(Syfia/CRP) Au Congo Brazzaville, le mariage a perdu sa cote d’amour. Bon nombre de couples lui préfèrent le concubinage, moins contraignant et surtout moins ruineux. La plupart des mairies avouent leur impuissance à faire respecter la loi, qui limite à 50 000 Fcfa le montant de la dot.
Le concubinage, tokobe ou yaka to vanda ("vivre ensemble comme cela" en kongo et lingala), a ces derniers temps le vent en poupe chez les Congolais. Et cela, même si ce genre d’union expose à toutes sortes de difficultés : rejet de la famille, absence de reconnaissance légale, problèmes d’héritage quand la mort survient et de garde des enfants en cas de séparation, etc. Médard en a fait dernièrement l’amère expérience : "La fille avec laquelle je vivais est morte en accouchant. Ses parents ont exigé que je l’épouse après son décès, puis que je prenne en charge l’enterrement."
Un sondage mené à titre personnel l’an passé par Maître Auguste Iloki, vice-président de la Cour constitutionnelle, dans les trois grandes villes du pays (Brazzaville, Pointe-Noire et Dolisie) auprès de 1 000 couples révèle que 75 % d’entre eux vivent en concubinage. Dans 10 % des cas, les parents de la mariée ont reçu une pré dot et seuls 15 % des couples se sont passés la bague au doigt. Ainsi, la plupart des mairies sont de moins en moins sollicitées pour célébrer des mariages. Selon les statistiques de l’État civil de Mfilou (7e arrondissement de Brazzaville), en 2008, il y a eu 89 mariages dans cette mairie, alors qu’il y a dix ans leur nombre avoisinait les 150. De son côté, entre janvier et mai 2009, la mairie centrale de Brazzaville n’a célébré que 63 mariages. Elle en avait célébré 212 en 2007...
"Marchandage infamant"
Pour certains fonctionnaires, qui ne touchent que 50 000 Fcfa par mois (75 € environ), mariage rime avec mirage. Les plus décidés s’endettent. Les autres renoncent. "Pour épouser une femme, il faut avoir de l’argent. Ce que je gagne ne me permet pas de m’engager. Pour l’heure, je préfère rester comme cela", explique Alain, combattant des Forces armées congolaises.

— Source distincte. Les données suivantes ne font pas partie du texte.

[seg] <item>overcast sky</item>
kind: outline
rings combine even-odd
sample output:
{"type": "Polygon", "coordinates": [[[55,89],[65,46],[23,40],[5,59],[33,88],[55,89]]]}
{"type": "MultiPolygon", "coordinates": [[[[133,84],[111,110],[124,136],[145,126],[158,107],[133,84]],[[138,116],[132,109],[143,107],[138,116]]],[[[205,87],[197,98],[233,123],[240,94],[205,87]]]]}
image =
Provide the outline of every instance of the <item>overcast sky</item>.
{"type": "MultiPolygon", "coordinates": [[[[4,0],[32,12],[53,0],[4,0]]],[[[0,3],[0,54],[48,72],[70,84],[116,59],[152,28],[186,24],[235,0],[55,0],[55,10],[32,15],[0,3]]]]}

Officiellement, pourtant le montant de la dot est limité à 50 000 Fcfa (75 €) par le Code de la famille de 1984. Dans les années 80, les parents respectaient ce montant. Certains couples avaient même leur bénédiction pour s’unir en déboursant dix fois moins. Autre temps, autres mœurs. L’enquête menée par Me Iloki révèle que le futur époux doit désormais payer entre 100 000 et 600 000 Fcfa (entre 150 et 900 € environ), sans compter la dot à verser en nature... Des sommes qui varient selon les départements, les tribus, les familles… "On m’a demandé 500 000 Fcfa. Avec les accessoires en nature, j’ai dépensé pour mon mariage autour d’un million et demi (près de 2 300 €)", confie Jacques, qui, après 17 ans d’union consensuelle, s’est décidé à franchir le pas. Il explique, l’air un peu triste : "Je suis allé voir mes beaux-parents après avoir perdu un enfant. Il y avait aussi l’état de santé souvent critique de madame…". Nathalie, son épouse, semble justifier les sommes astronomiques exigées de son mari : "Pour recevoir ma belle-famille, mes parents ont dépensé 600 000 Fcfa !"
Me Agathe Julie Mampouya, notaire, renvoie familles et belles-familles dos-à-dos : "La dot constitue un marchandage infamant pour la femme congolaise dont la famille de la mariée et celle du gendre sont complices." Complices également, certains agents de mairie qui, pour inscrire le mariage dans leurs registres et le célébrer, demandent 180 000 Fcfa (275 € environ), alors que le Code de la famille ne mentionne pas ces droits d’inscription. Chaque mairie décide donc du montant. En février dernier, celle de Dolisie, au sud-ouest du pays, les a réduits de 75 000 à 30 000 Fcfa (de 115 à 45 €). Effet immédiat sur le nombre de mariages : 15 en 2008, 25 de février à mai 2009.
L’exemple de feu le président Bongo
Pas évident pour toutes les municipalités de faire appliquer la loi... "Il est difficile de faire admettre à un parent qui a dépensé tant d’argent pour élever et scolariser sa fille, de ne demander que 50 000 Fcfa. Nous faisons foi à l’attestation de dot signée par le chef de famille de la future épouse, légalisée par la mairie qui justifie le montant versé. Les parents peuvent percevoir plus, mais n’écrivent que 50 000 Fcfa sur l’attestation, et les textes pour les sanctionner n’existent pas", reconnaît, un peu gêné, un officier d’État civil de la mairie de Mfilou.